Wie is Jezus en waarom werd Hij Jezus?
 

Jezus "Het Woord"

In een poging een antwoord op deze vraag te geven zijn er al heel wat boeken geschreven. Allemaal geven ze op hun manier een beeld van de Persoon Jezus. Ook in deze korte bijbelstudie wordt onze blik op Hem gericht.

Wat we van Hem weten, weten we uit de bijbel. Alle boeken in de bijbel getuigen van Hem. Maar ook hoe Hij met ons omgaat, van paradijs tot paradijs. De bijbel laat ons een stukje tijd zien binnen de eeuwigheid.
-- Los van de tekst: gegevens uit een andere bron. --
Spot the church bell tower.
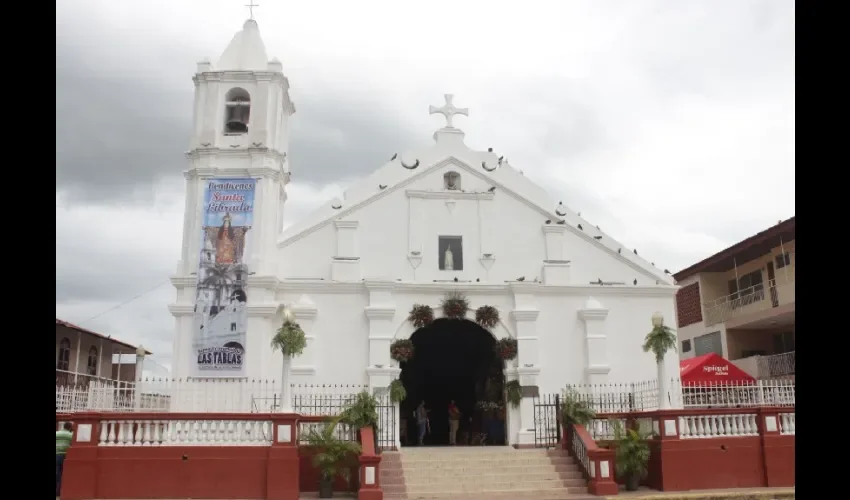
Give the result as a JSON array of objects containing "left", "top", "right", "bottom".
[
  {"left": 171, "top": 17, "right": 295, "bottom": 380},
  {"left": 177, "top": 18, "right": 295, "bottom": 278}
]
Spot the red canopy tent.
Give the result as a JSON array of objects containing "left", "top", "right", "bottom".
[{"left": 679, "top": 353, "right": 755, "bottom": 385}]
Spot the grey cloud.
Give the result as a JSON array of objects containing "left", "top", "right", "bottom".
[{"left": 56, "top": 38, "right": 422, "bottom": 202}]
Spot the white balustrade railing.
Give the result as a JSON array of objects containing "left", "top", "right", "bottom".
[
  {"left": 97, "top": 419, "right": 273, "bottom": 446},
  {"left": 57, "top": 379, "right": 373, "bottom": 414},
  {"left": 678, "top": 413, "right": 759, "bottom": 439},
  {"left": 588, "top": 418, "right": 627, "bottom": 441},
  {"left": 779, "top": 413, "right": 795, "bottom": 435}
]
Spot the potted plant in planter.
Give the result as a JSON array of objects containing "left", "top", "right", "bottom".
[
  {"left": 560, "top": 388, "right": 596, "bottom": 442},
  {"left": 304, "top": 421, "right": 362, "bottom": 498},
  {"left": 610, "top": 420, "right": 652, "bottom": 491},
  {"left": 338, "top": 391, "right": 381, "bottom": 454}
]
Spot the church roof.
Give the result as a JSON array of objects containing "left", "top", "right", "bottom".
[
  {"left": 279, "top": 95, "right": 673, "bottom": 285},
  {"left": 216, "top": 19, "right": 269, "bottom": 72}
]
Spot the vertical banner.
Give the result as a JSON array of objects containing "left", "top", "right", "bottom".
[{"left": 191, "top": 178, "right": 256, "bottom": 377}]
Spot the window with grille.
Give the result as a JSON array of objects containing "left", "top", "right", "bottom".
[
  {"left": 775, "top": 252, "right": 792, "bottom": 269},
  {"left": 87, "top": 347, "right": 98, "bottom": 376},
  {"left": 694, "top": 331, "right": 723, "bottom": 357},
  {"left": 681, "top": 339, "right": 692, "bottom": 353},
  {"left": 57, "top": 338, "right": 71, "bottom": 371}
]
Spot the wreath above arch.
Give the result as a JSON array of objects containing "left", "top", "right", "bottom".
[
  {"left": 407, "top": 304, "right": 434, "bottom": 328},
  {"left": 475, "top": 305, "right": 500, "bottom": 329},
  {"left": 441, "top": 291, "right": 470, "bottom": 319},
  {"left": 494, "top": 337, "right": 518, "bottom": 361},
  {"left": 390, "top": 339, "right": 414, "bottom": 363}
]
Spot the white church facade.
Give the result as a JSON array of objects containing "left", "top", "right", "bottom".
[{"left": 168, "top": 19, "right": 680, "bottom": 446}]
God staat buiten de tijd, toch heeft Hij ervoor gekozen de wereld en alles wat daar in en op is te scheppen binnen tijdkaders. Dat klinkt misschien wat ingewikkeld, maar waar het mij om gaat is, dat het duidelijk is, dat we God niet vast kunnen leggen in ons driedimensionaal denken. Toch heeft God Zich doen kennen binnen dat driedimensionale denken. En vanuit die kennis, die dus maar zeer ten dele is, wil ik met je kijken naar de ‘historische’ Jezus.
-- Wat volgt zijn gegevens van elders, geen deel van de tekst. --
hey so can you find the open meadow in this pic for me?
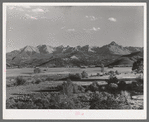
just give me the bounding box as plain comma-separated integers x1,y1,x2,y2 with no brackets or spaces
6,67,143,109
7,67,133,77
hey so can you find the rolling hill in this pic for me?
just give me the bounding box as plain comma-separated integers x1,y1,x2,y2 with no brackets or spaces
107,51,143,67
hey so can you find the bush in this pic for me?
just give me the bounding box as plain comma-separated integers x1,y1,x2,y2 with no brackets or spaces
45,74,65,81
136,75,143,84
107,75,119,92
88,81,99,92
132,58,143,73
34,67,41,73
118,81,127,90
108,83,118,92
61,79,73,96
35,78,43,84
101,64,104,72
115,70,119,75
43,69,47,71
15,101,37,109
6,96,38,109
49,94,82,109
45,76,54,81
81,71,88,78
6,97,17,109
73,84,79,93
15,76,26,86
108,71,115,75
78,85,85,93
97,73,100,76
90,92,131,109
108,74,118,84
69,73,82,80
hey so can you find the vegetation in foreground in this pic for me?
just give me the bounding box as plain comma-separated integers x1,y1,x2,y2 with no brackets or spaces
6,72,143,109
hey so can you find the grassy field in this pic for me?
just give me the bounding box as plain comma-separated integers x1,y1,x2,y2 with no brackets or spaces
6,67,132,77
6,67,143,109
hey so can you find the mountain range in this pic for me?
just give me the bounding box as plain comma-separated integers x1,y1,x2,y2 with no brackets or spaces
6,41,143,67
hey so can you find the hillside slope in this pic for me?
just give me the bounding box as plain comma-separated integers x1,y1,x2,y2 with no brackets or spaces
6,42,143,67
107,51,143,67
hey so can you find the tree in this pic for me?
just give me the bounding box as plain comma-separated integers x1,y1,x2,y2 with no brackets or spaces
81,71,88,78
101,63,104,72
62,79,73,96
132,58,143,73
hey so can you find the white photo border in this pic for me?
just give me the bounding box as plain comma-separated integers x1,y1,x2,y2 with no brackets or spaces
3,2,147,120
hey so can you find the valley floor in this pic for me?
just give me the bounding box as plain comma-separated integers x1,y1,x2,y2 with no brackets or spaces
5,67,144,109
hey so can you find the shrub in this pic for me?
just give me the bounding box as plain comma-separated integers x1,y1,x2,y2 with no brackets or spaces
57,84,63,91
34,67,41,73
62,79,73,96
45,76,54,81
73,84,79,93
108,71,115,75
59,78,85,95
48,93,82,109
90,92,131,109
101,86,106,91
15,101,37,109
43,69,47,71
104,72,108,75
109,83,118,89
6,97,17,109
78,85,85,93
45,74,64,81
115,70,119,75
58,95,82,109
6,96,38,109
132,58,143,73
108,83,118,92
35,78,43,84
118,81,127,90
34,97,50,109
15,76,26,86
101,64,104,72
81,71,88,78
97,73,100,76
88,81,99,92
69,73,82,80
136,75,143,84
76,73,82,79
131,78,143,92
108,74,118,84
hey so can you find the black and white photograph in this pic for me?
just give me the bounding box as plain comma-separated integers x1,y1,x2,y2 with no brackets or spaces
3,3,147,119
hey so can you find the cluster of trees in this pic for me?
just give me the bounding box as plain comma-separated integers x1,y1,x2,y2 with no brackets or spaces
6,73,144,109
132,58,143,73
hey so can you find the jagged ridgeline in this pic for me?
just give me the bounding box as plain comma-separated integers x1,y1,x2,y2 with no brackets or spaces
6,41,143,68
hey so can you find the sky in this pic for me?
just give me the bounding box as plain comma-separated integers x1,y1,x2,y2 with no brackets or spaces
6,5,144,52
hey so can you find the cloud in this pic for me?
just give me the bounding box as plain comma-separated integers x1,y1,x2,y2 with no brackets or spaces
84,27,100,33
86,15,98,21
25,14,38,20
108,17,117,22
90,27,100,31
67,29,75,31
32,8,44,12
61,26,65,29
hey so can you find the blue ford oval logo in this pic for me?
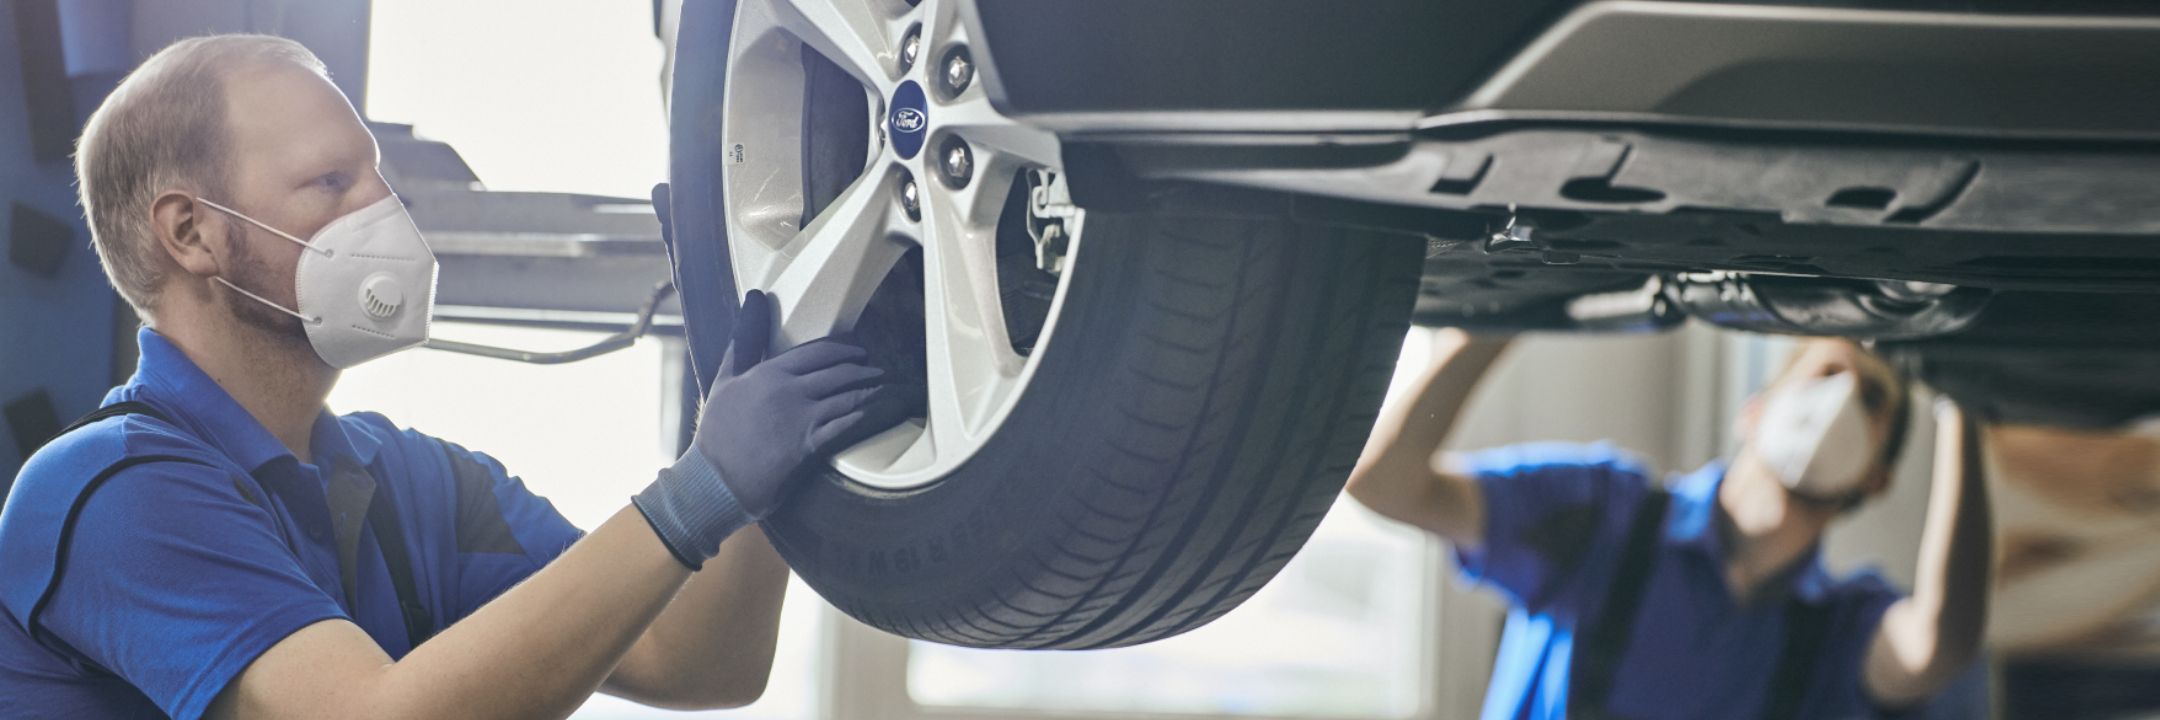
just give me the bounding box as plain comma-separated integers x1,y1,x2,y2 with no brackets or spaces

Jezus is de Zoon van God. God de Vader heeft dat Zelf duidelijk gemaakt. (Lucas 3:22 en 9:35).

Voordat Jezus Zijn naam kreeg, bij Zijn geboorte te Bethlehem, werd Hij ‘het Woord’ genoemd.


Johannes 1:1-3,14

“1 In den beginne was het Woord en het Woord was bij God en het Woord was God. 2 Dit was in den beginne bij God. 3 Alle dingen zijn door het Woord geworden en zonder dit is geen ding geworden, dat geworden is....14 Het Woord is vlees geworden en het heeft onder ons gewoond en wij hebben zijn heerlijkheid aanschouwd, een heerlijkheid als van de eniggeborene des Vaders, vol van genade en waarheid.”
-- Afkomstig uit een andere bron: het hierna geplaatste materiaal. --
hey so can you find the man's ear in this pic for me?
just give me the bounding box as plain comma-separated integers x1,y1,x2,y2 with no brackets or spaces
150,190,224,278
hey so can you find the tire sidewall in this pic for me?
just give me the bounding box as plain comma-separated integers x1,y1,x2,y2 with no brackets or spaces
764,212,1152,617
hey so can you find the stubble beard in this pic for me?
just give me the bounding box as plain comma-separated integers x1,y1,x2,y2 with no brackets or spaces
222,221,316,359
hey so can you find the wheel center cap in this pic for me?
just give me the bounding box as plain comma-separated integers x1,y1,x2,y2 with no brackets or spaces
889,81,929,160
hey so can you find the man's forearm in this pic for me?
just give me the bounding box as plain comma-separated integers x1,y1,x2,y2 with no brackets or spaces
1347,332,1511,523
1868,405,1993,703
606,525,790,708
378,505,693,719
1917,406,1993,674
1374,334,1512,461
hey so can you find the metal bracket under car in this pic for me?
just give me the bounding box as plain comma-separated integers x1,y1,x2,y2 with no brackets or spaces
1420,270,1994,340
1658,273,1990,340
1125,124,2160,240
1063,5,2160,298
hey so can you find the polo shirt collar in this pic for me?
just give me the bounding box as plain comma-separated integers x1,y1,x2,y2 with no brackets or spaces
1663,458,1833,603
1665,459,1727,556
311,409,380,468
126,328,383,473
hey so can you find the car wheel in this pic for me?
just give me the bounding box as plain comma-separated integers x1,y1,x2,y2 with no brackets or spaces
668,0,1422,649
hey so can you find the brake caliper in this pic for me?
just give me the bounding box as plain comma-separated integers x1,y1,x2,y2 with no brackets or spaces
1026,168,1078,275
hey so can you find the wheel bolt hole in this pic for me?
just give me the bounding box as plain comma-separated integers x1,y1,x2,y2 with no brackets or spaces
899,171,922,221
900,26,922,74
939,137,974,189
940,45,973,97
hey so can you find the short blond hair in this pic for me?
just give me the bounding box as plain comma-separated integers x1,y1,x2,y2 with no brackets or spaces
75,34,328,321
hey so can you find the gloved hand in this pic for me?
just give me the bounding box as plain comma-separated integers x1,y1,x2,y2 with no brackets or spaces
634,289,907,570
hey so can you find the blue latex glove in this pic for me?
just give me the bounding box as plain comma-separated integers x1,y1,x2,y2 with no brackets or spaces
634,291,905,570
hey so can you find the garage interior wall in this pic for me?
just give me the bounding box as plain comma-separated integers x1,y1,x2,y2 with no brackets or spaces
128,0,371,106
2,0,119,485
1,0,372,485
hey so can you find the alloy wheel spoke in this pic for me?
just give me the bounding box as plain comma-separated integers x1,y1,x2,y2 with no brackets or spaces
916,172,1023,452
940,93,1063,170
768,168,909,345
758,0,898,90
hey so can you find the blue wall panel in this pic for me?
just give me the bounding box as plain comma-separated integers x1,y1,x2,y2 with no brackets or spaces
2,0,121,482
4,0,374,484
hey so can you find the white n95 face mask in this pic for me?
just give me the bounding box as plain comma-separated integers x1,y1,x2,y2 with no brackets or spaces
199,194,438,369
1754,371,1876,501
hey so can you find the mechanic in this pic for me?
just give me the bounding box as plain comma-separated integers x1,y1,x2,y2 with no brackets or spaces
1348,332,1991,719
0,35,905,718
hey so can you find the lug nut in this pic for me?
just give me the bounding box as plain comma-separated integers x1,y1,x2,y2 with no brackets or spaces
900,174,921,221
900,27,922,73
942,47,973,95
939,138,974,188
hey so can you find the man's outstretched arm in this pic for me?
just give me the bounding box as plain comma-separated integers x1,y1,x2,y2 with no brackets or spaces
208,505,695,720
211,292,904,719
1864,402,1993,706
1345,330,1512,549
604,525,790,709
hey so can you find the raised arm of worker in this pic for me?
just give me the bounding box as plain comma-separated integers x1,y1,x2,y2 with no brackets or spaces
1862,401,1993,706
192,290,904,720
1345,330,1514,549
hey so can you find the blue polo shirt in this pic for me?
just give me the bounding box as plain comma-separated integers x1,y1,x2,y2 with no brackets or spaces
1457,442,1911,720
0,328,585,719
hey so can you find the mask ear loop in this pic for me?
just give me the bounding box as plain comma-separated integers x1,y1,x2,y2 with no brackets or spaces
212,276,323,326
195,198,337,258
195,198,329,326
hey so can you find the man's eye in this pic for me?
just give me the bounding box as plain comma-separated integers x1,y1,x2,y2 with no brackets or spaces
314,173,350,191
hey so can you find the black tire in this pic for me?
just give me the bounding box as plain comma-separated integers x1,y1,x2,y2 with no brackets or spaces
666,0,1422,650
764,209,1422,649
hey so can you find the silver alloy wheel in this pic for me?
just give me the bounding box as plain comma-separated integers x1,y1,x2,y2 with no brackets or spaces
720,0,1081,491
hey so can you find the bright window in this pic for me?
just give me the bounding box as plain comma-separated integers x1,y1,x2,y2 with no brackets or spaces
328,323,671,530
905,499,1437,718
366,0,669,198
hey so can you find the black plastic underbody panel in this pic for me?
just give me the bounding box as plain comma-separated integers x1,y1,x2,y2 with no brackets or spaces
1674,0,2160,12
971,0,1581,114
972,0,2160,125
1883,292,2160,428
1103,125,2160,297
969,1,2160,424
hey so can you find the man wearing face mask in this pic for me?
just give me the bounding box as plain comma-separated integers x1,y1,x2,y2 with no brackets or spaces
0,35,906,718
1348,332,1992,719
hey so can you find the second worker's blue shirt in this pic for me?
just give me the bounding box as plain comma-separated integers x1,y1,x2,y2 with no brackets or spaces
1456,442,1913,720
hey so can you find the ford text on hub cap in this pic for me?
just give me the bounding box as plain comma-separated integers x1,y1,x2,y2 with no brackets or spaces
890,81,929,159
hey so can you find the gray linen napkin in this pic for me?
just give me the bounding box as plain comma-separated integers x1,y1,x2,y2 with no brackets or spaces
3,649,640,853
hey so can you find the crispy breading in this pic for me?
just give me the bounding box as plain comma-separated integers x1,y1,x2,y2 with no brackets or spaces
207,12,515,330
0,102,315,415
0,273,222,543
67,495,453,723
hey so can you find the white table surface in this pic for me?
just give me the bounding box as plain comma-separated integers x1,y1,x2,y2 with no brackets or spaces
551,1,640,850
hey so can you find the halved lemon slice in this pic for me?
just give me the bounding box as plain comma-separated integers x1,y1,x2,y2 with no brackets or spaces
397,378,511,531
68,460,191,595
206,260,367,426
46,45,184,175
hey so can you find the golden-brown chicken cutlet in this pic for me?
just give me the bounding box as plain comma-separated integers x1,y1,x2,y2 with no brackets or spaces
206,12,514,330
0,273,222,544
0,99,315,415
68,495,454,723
Alles wat geschapen is, is door de sprekende God: Het Woord, geschapen. En deze sprekende God is mens geworden en kreeg de naam: Jezus.
Dat Jezus de Schepper is was je misschien al bekend. Maar als dat niet zo is, wil je misschien nog wel wat meer ‘bewijs’. Laten we daarvoor nog twee gedeelten uit de bijbel lezen.


Kolossenzen 1:15-17

“15 Hij is het beeld van de onzichtbare God, de eerstgeborene der ganse schepping, 16 want in Hem zijn alle dingen geschapen, die in de hemelen en die op de aarde zijn, de zichtbare en de onzichtbare, hetzij tronen, hetzij heerschappijen, hetzij overheden, hetzij machten; alle dingen zijn door Hem en tot Hem geschapen; 17 en Hij is voor alles en alle dingen hebben hun bestaan in Hem;”


1 Korinthiërs 8:6

“6 voor ons nochtans is er maar een God, de Vader, uit wie alle dingen zijn en tot wie wij zijn, en een Here, Jezus Christus, door wie alle dingen zijn, en wij door Hem.”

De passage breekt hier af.